Fatigue, respiratory symptoms and worsened oncological outcomes are just some of the ailments plaguing cancer patients months after they’ve recovered from COVID-19, a new study has shown.
The study assessed medium-term impacts on 1,557 COVID-19 survivors at median 22 months from cancer diagnosis and 44 days from infection.
It found post-COVID sequelae affected up to 15% of patients, with half of those experiencing respiratory symptoms and 41%, residual fatigue, despite 90% of all patients having protective anti-SARS-CoV-2 antibodies.
A number of patients also experienced neurocognitive symptoms, weight loss, non-respiratory organ dysfunction and other complications post-infection (7%, 5%, 2% and 18% respectively).
Men and patients aged 65 years or older, with two or more co-morbidities and a history of smoking were particularly vulnerable to post-COVID sequelae versus women (P = 0.041), younger patients (P = 0.048), those with one or no co-morbidities (P = 0.0006) and non-smokers (P = 0.0004), the authors wrote in Lancet Oncology.
Affected patients were had an increased risk of death after adjusting for time to post-COVID reassessment, sex, age, co-morbidities, tumour characteristics and infection severity (hazard ratio [HR]: 1.80), they noted.
Of 466 patients on systemic anti-cancer therapy, 15% permanently discontinued therapy and 38% resumed treatment with a dose or regimen adjustment.
While permanent discontinuations were independently associated with an increased risk of death (HR: 3.53), dose or regimen adjustments were not (HR: 0.84) and “can be safely pursued in treatment-eligible patients”, the authors wrote.
“To our knowledge, this study provides for the first time a detailed account of clinical characteristics and outcomes from the largest European registry of patients with cancer and COVID-19, focusing specifically on SARS-CoV-2 infection survivors,” they wrote.
It adds to a growing body of evidence suggesting that “[COVID-19-related] organ damage, of which symptomatic sequelae are a proxy, could contribute to a significant worsening of patients’ survival, irrespective of oncological prognosis”.
Notably, oncological characteristics, including tumour stage, activity and exposure to anti-cancer therapy prior to COVID-19 infection were not associated with viral sequelae development, the authors wrote.
This finding is “of paramount importance in understanding the natural course of recovery from SARS-CoV-2 infection in patients with cancer as it provides further data in support of the safe delivery of anti-cancer therapy in the context of an ongoing pandemic threat”.
During the study, COVID-19 survivors, particularly those with haematological malignancies, stopped or modified cancer treatment due to worsening performance or interval disease progression, the authors wrote.

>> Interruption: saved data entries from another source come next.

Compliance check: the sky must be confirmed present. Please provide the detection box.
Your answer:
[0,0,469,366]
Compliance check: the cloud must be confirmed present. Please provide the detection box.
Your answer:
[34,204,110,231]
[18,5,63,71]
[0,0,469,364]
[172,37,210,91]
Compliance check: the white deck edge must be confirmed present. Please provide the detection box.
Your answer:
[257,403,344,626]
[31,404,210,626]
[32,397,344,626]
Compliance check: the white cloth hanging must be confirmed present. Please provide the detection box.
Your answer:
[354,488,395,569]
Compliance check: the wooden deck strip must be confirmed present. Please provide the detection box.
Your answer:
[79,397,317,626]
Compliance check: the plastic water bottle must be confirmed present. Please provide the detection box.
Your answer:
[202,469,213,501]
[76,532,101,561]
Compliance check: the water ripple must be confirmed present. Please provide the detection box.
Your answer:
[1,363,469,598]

They attributed the “unsurprising” result to the patient group’s “higher clinical vulnerability to COVID-19 of this patient group and the higher intensity of treatment regimens, characterised by an increased risk of myelosuppression compared with those delivered in solid tumours”.
Most patients resumed cancer treatment after COVID-19 infection, with regimen adjustments ”reassuringly” not leading to worse survival.
However, the authors did stress that evaluating COVID-19 clinical status, and when/how to resume treatment, can be challenging in cancer patients, “given that constitutional symptoms (eg, fatigue and anorexia) are overlapping features of progressive malignancy and post-COVID-19 syndrome”.
Indeed, residual COVID-19-related fatigue is a “likely contributor of worsening performance” status in cancer patients and can last for more than 40 months in up to 40% of cancer patients.
Further, even with a variety of factors affecting treatment decisions, the authors described the proportion of permanent discontinuations as “non-negligible” and “concerning”.
They called for greater awareness, recognition and earlier COVID-19 sequelae treatment in clinics so they’d have better chances of tackling reversible factors, safely reintroducing systemic therapy and optimising oncological outcomes for infection survivors.